As the family’s dryland farming operation grew, White continued to nurture her family from the kitchen. As with any farm, the Whites’ lives revolved around the food they grew and the food they made.

Beans found their way from the field to the table, along with all types of garden vegetables and fruit from the family orchard and garden. White turned out numerous baked goods to sustain her family, and if it could be canned, it found its way to White’s kitchen.

In the late 1970s White and her sister, Velma Hollen, realized they had a surplus of produce each year and asked the Montezuma County Commissioners if they would be allowed to sell their goods in the county courthouse parking lot. Thus began the Cortez Farmers Market.

“We tried to pass the word around to other farmers in the area,” White said. “It didn’t take too long before people were bringing all sorts of goods to the market.”

White is still a familiar face at the market each Saturday, setting up at a table near Main Street, just like she did 40 years ago. Her face lights up as she begins to describe the items she brings with her to the market each week. It takes little deduction to realize how much White loves being part of the agricultural fabric of the community.

“I’ve had a good life,” she said. “I’ve lived every day of it. I’ve been immersed in the farm and agriculture and I’ve been richly blessed.”

Along with vegetables and beans, White also sells bran, popcorn and jams and jellies at the local farmers market. White has even started her own eponymous business, Bessie’s, to capitalized on her expertise in jam making.

White has received a label from the state of Colorado, and makes a rainbow of different jams, jellies and butters in a commercial kitchen at her sister’s home. The business has been quite profitable and the production of roughly 100 dozen jars a year has allowed White to finance her grandchildren’s college education, an immensely gratifying aspect of the work.
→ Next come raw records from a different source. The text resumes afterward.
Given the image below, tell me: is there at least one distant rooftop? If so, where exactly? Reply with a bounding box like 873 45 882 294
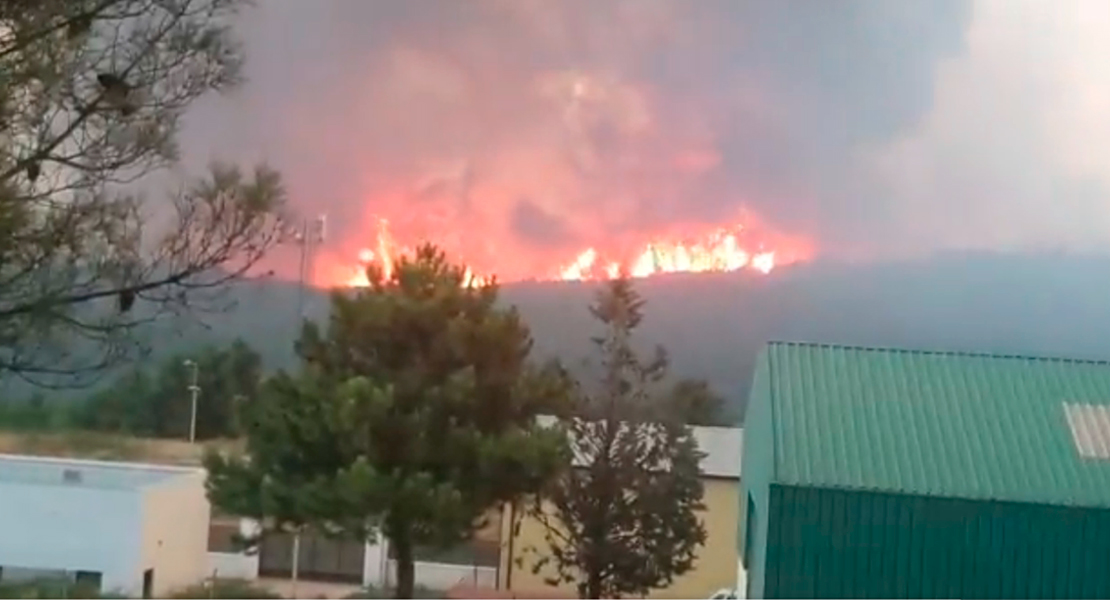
753 342 1110 507
0 455 195 490
536 415 744 479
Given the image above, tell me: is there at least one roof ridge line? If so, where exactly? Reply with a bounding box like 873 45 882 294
767 339 1110 366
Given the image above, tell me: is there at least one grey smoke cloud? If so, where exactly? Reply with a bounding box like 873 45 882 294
177 0 1110 269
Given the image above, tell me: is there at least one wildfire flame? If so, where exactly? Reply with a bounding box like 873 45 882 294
320 220 808 287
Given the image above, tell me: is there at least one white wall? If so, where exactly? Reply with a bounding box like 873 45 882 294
208 552 259 579
0 482 142 593
135 469 211 598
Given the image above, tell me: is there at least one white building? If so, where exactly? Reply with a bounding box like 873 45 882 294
0 455 209 598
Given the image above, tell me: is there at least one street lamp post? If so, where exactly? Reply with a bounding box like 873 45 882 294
185 359 201 444
281 214 327 319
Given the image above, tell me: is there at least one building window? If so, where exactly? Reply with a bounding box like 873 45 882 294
209 517 241 553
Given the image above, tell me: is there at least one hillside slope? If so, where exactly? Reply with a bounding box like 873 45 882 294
10 254 1110 423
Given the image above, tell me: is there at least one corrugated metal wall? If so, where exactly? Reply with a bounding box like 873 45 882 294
753 485 1110 598
736 355 775 598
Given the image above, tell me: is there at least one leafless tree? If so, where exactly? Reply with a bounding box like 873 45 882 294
0 0 284 385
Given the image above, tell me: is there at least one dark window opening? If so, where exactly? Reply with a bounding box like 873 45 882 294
209 519 241 552
390 539 501 567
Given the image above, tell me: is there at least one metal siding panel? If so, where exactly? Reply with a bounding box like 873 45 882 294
788 488 823 598
761 343 1110 506
824 492 851 598
864 494 890 598
756 486 794 598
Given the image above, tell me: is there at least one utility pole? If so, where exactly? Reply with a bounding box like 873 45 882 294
291 214 327 319
275 214 327 598
185 358 201 444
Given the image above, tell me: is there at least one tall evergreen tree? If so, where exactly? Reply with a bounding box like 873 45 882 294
523 278 706 598
212 246 566 598
0 0 284 386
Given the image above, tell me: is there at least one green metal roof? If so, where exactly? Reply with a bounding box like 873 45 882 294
754 342 1110 507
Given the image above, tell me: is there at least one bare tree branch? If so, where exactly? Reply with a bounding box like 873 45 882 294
0 0 284 385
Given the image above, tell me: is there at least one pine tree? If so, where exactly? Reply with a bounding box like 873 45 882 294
212 246 567 598
532 278 706 598
0 0 285 386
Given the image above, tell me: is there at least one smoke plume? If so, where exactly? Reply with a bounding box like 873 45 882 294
175 0 1110 276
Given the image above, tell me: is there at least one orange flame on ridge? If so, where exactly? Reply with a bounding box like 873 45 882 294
320 218 810 287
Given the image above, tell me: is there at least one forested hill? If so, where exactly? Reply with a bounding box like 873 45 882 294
13 254 1110 423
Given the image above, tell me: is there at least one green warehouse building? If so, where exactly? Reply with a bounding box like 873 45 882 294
739 343 1110 598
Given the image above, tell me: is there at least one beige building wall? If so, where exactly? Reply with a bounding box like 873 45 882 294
498 477 739 598
138 469 210 598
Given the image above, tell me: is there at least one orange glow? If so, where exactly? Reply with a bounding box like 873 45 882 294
316 214 811 287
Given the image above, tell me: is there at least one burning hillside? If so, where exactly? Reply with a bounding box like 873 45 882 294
316 208 810 287
288 34 825 286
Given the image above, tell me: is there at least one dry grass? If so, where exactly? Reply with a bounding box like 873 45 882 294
0 431 242 466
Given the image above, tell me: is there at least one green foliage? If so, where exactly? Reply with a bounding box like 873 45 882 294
0 0 284 385
71 339 262 440
170 579 281 599
208 246 567 598
528 278 706 598
204 370 369 549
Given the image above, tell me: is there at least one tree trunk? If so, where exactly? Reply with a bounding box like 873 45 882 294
289 529 301 598
390 532 416 598
583 571 602 600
In fact, everything White has done in her life as a farm wife has been for the benefit of her family. From driving grain trucks and tractors, to working for nearly 25 years in the office at Pleasant View Elementary School, White’s passion has been her family. The kitchen and the food have been the method by which she has nurtured those she loves.

Today, White still cooks meals for her family, providing nourishment for her son and grandson as they continue to work the family farm.

“I probably can count on one hand the days I haven’t put a meal on the table,” White said. “It is who I am.”

As her kitchen table is filled each day with those she loves and the food she makes, White is fulfilled in her role as mother, head cook and nurturer. It is the only life she has ever wanted.

“It is a really good feeling to see a table covered with the finished product,” White said. “But I do it all for a reason. I don’t do this for myself, I do it to help my family.”